SV: Work really is a vocation, especially when one is ambitious about the impact that that work should have.

My work often operates at several different speeds. I believe very much that, as a young African architect especially, I need to be working at the slow, meandering pace of research and academic practice, the speed of instant drawing and installation work, and the slow, steady pace of architectural practice. The speeds of a generational project and the boldness of quickly testing ideas exist simultaneously.

The most interesting projects for me exist within many different timescales.

The obsessions are about a deep interest, about being consumed with all the realms of the project.

WW: In projects like “Folded Skies,” you found inspiration in the beauty that comes from something like pollution. Can you tell us more about this, and your interest in finding the potential for beauty in something problematic?

SV: I am very inspired by the atmospheric. I see this as an interesting way to enter architecture. My practice is inspired by drawing on Johannesburg conditions. The “Folded Skies” project was born out of an interest to capture Joburg light in form. It was a very quick and small snapshot of a much larger body of research, that was born in my master’s thesis, a research into the mine-dust of Joburg as archive of the city, layers of history continually being brought to the surface.

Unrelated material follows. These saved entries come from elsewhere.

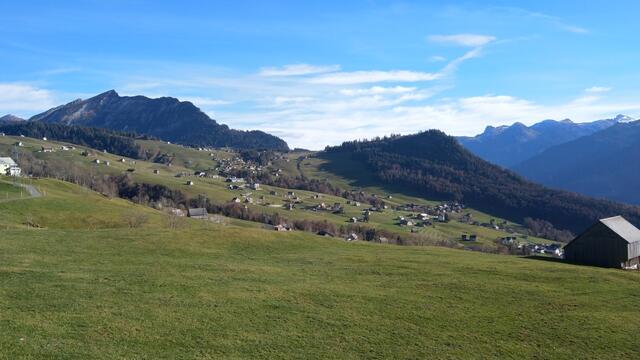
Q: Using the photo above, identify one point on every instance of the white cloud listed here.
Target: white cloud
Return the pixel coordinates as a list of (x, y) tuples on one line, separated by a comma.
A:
[(377, 90), (297, 70), (470, 40), (437, 58), (363, 77), (205, 102), (597, 89), (24, 99)]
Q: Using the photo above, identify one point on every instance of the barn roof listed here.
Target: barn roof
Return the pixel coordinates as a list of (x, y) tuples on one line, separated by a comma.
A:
[(623, 228), (197, 212), (7, 161)]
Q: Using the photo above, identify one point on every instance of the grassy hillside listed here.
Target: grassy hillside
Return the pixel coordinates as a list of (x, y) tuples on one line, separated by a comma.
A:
[(238, 293), (186, 160), (85, 284), (67, 206)]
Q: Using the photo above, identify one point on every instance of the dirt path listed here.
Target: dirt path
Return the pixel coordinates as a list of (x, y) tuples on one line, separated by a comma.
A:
[(33, 192)]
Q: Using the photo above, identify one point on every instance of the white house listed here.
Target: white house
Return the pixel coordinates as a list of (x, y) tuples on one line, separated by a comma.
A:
[(9, 167)]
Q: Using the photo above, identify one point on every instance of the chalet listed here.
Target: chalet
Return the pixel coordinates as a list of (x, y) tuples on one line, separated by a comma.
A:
[(611, 242), (9, 167), (198, 213), (325, 233), (234, 179), (281, 228)]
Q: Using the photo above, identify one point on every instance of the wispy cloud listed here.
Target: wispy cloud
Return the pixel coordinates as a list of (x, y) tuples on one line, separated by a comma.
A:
[(469, 40), (377, 90), (297, 70), (437, 58), (364, 77), (597, 89), (556, 21), (24, 99)]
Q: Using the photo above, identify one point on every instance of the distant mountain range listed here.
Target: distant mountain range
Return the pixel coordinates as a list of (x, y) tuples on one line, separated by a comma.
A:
[(604, 164), (165, 118), (7, 119), (435, 166), (508, 146)]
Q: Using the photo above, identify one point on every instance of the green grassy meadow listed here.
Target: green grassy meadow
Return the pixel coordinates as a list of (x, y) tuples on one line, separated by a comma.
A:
[(342, 172), (78, 281), (230, 292)]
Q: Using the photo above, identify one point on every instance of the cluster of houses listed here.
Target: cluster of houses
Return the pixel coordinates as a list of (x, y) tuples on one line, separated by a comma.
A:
[(528, 247)]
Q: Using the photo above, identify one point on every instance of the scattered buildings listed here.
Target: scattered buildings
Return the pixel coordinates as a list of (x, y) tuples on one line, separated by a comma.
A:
[(198, 213)]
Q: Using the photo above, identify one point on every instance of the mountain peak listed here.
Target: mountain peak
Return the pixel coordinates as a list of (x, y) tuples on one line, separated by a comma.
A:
[(10, 118), (108, 94), (166, 118), (623, 118)]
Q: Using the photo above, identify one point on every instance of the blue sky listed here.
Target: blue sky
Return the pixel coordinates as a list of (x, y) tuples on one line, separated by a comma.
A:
[(320, 72)]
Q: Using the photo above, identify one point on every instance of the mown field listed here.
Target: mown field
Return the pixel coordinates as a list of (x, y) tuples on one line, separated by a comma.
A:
[(338, 171), (78, 281), (232, 292)]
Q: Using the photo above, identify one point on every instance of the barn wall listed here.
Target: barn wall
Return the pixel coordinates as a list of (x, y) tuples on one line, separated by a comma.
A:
[(598, 246)]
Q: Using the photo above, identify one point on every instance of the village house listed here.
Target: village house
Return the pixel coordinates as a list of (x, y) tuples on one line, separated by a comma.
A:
[(198, 213), (9, 167), (611, 242), (281, 227)]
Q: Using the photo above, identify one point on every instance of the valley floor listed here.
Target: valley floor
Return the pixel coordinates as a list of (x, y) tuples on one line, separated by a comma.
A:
[(212, 291)]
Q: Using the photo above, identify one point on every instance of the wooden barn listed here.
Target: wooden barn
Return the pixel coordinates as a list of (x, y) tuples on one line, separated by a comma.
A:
[(611, 242), (198, 213)]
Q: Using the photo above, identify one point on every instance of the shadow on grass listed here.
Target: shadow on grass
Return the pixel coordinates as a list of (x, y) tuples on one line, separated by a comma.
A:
[(549, 259)]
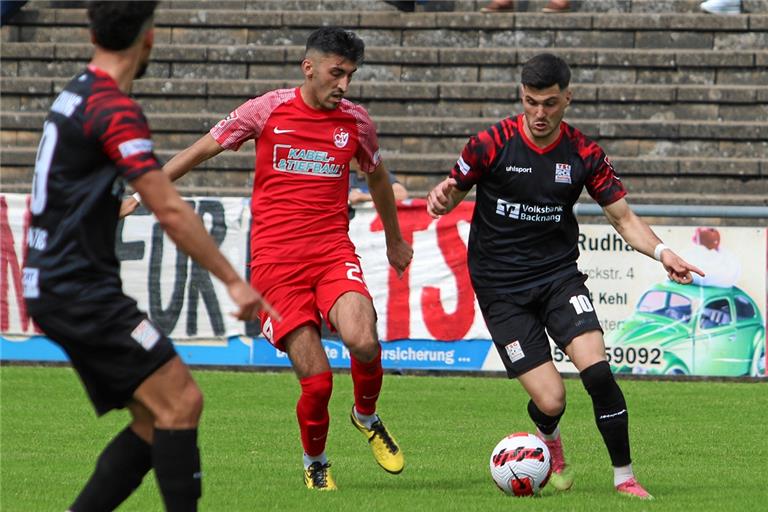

In that time, I spent a lot of time looking into remediating toxic streams with chemical engineer Dr. Craig Sheridan. We grew color pigments from waste streams under laboratory supervision. In Joburg, the light quality is iridescent because of these same compounds in the dust, and we used the same pigment compounds to treat the mirrors in the “Folded Skies” project. It does not directly deal with remediation, but it is rooted in a deeper body of research about understanding the conditions of the city.

WW: Do you see your practice as a form of activism?

SV: Yes. All practice, intentionally or unintentionally, is complicit in perpetuating various philosophies, whether one is aware of it or not.